The exception to this rule is, almost exclusively, Pendragon; which is of course an entirely different game from D&D, I just felt I needed to acknowledge that it was possible to get modern Americans to think more medievally. I have considered using the Pendragon setting for a D&D campaign, but I go back and forth on that. On the one hand it would very likely work, making the players fall into the proper mind-set and all, but, on the other hand, there is a lot of work to do there to convert and the Arthurian setting isn't exactly what I am looking for.

1 comment:

  1. I know how you can solve this quandary of yours. Play DnD with a bunch of medieval history majors. There. Problem solved, though it is probably easier said than done. That said, if I wanted to play a campaign that was completely, say, for instance, accurate to Roman civilization during the reign of Caligula, I wouldn't play DnD. While DnD is easily adaptable, so you can have, say, a Roman flavored campaign, all you can have is a flavor. I don't think it's possible to have a historically accurate DnD setting, because, well for one thing, magic. Even if you were to ban magic and fantastic creatures(which would send all but the most patient players into a mutinous rage) I think that it would get a little bland fighting only men and wild life or recreating events, especially when you already know the outcome.

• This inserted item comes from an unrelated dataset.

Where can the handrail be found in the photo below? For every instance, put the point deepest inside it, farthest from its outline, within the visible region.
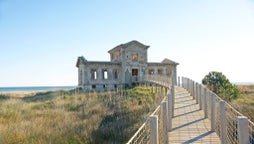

    Plus, it's hard to adopt a mindset other than your own, especially when you don't completely understand it. Modern is the easiest for players to adopt because they understand it. Mom and I are pretty smart, but neither of us are majors in medieval history (even if we are Scadians). That said, in the past I have liked the campaigns with a little historic flavor, like that one Celtic one we played where I was a cleric of Morrigan. In short, do the best you can, I know it's hard to be smarter than everyone else. (Ok, fellow nerds. Rip me apart. I'm a big girl, I can take it! What I said was completely asinine, right?)